In a recent update on Nevada's employment scenario, Chief Economist David Schmidt from the Nevada Department of Employment, Training, and Rehabilitation (DETR) offered a comprehensive overview of the state's remarkable recovery post-COVID. Nevada has recovered all lost jobs and sustained an impressive growth rate of approximately 4.2%, consistently ranking as one of the nation’s top states for job growth.
Despite this positive trend, Schmidt highlighted a distinctive challenge. Nevada currently holds the nation's highest unemployment rate at 5.4%. This unusual situation, characterized by a high job growth rate alongside the country’s highest unemployment rate, is accompanied by relatively lower wage growth, currently at 1.3% annually over the last three months. Nevada’s wage growth ranks the third lowest nationwide. “Because our unemployment is higher, we see less wage growth.”
He explained that 5% unemployment would be considered full employment, more technically considered the “Non-Accelerating-Inflation Rate of Unemployment,” or NAIRU. “It's more of a balanced unemployment rate, where lower rates of unemployment will tend to accelerate wage rates and inflation.
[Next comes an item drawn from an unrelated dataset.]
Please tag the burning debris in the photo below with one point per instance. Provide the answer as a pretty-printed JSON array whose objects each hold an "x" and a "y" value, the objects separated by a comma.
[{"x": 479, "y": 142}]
The 5% rate is not a precise number, but a rough benchmark for what this rate would be.”
This means a certain percentage of the state’s population is unemployed by choice rather than necessity. Nevada does not have a high unemployment rate due to job losses. Most of Nevada’s unemployment results from people entering or reentering the workforce.
This creates a more complex picture of the labor market, where individuals actively seek employment, contributing to the higher unemployment rate. “The challenge for Nevada lies in achieving consistent wage gains without triggering inflation.”
Schmidt also provided insights into the labor pool analyzed by DETR, including those working part-time but seeking full-time employment and individuals outside the labor force expressing a desire for a job. About 30,000 part-time workers in Nevada are searching for full-time work who cannot find it.
Another unique consideration in Nevada is the impact of an aging population, particularly the baby boomer generation moving into retirement, and a portion of the aging workforce only wants to work part-time. Schmidt reported that despite this, there is also an influx of younger workers entering their prime working years, mostly aged 25-35, shifting the demographics of the state’s workforce.
Churchill County is unique because less traditional jobs are often available at NAS Fallon, and the demand for positions like aircraft mechanics is growing. The county has also seen a decline in positions in specific industries like real estate, finance, insurance, even food services, and accommodation.
Nevada faces challenges when it comes to attracting and retaining employers. However, Churchill County faces an even greater challenge due to the housing shortage. Until adequate housing exists, the county will struggle to attract companies that can offer more competitive wages.
In 2024, Schmidt stated, “Projections indicate a continued but moderated growth in Nevada's employment sector.” While careful to note the unpredictability of the future and that these numbers are projections based on current data, he anticipates a gradual slowdown in employment growth as the pool of available workers tightens. Schmidt remarked, “While the state has successfully recovered to 4.2% job levels since the pandemic's onset, a more cautious approach is expected in the coming years.”
Foreseeing the tight labor market and declining unemployment rate, Schmidt believes there will be growing competition for workers in Nevada. As the state strives to return to pre-pandemic employment conditions, an increased need for skilled workers is expected to drive wage growth, with projections suggesting an increase from 1.3% to around 2.5% by 2024.
Long-term factors also affect employment, with population trends, lower birth rates, and housing costs identified as challenges that could impact the state's economic expansion. Slower population growth may have implications for various industries, prompting a need for strategic planning.
Industry growth beyond the gaming and hospitality sector appears to be a gradual positive trend contributing to the state’s overall economic recovery, suggested Schmidt. The state would see much-needed wage gains and economic stability if Nevada could attract more companies in higher-paid industries, such as technology and healthcare.
Aside from the employment data provided, Schmidt reported that DETR will launch a new Unemployment Insurance (UI) system in February that will significantly improve the efficiency of unemployment services for employers. Later, they plan to improve that section of the website to meet the needs of job seekers and unemployment claimants.
Another challenge was addressed, as Schmidt explained how DETR compiles data for the state. Capturing self-employment and contract labor in employment statistics largely relies on surveys of Nevada households. They constantly work to improve data accuracy but are confined to the data they can obtain.
As Nevada continues its recovery into 2024, DETR plans to deliver factual and data-driven information and provide top-notch job-related services to residents.